Fear is a powerful motivator. It can make us run at lightning speed, slow time down or speed it up, and give us superhuman strength. In its proper place, fear can be a formidable tool. Out of context, it can be debilitating, and lead to negative consequences on many different levels.
Sadly, we live in a fear-based society. We’re bombarded with fear-based messages from all sides—from television programs, from radio, from social media. We get the news and from our “entertainment,” but most of all we get if from advertising. Advertising presents a steady stream of fear-based messages, from the blatant—“ask your doctor about this drug (and if you don’t, you’re risking your health)” to the extremely subtle, and the most subtle form of fear-mongering of all is to instill in us a fear of need.

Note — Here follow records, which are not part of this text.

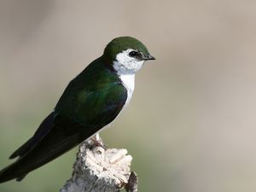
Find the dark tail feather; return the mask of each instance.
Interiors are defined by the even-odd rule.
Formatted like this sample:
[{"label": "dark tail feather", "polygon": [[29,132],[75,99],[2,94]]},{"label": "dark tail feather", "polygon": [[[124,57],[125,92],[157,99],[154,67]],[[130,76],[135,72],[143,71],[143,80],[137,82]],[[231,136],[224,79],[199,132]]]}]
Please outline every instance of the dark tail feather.
[{"label": "dark tail feather", "polygon": [[16,162],[9,165],[0,171],[0,183],[7,182],[16,178],[17,181],[21,181],[26,175],[18,175],[16,171]]}]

The poet Gibran says of fear of need:
Is not dread of thirst when your well is full, the thirst which is unquenchable?
Needs can be filled—thirst can be quenched, thirst satisfied. But fear of need creates a hole which can never be filled, a gnawing hunger for more that can never be satisfied. Since there is no real need, the need can never be filled, but which we will go to great lengths to try to gratify. Fear of need is what motivates us to buy car insurance, but it’s also the thing which spurs us to cook more food than we can eat in one meal, to own 10 pairs of shoes, to trade in our cars every two years.
Fear of need is a much more insidious and destructive state than simple need itself. Relax. Examine your motives. There is really nothing to fear.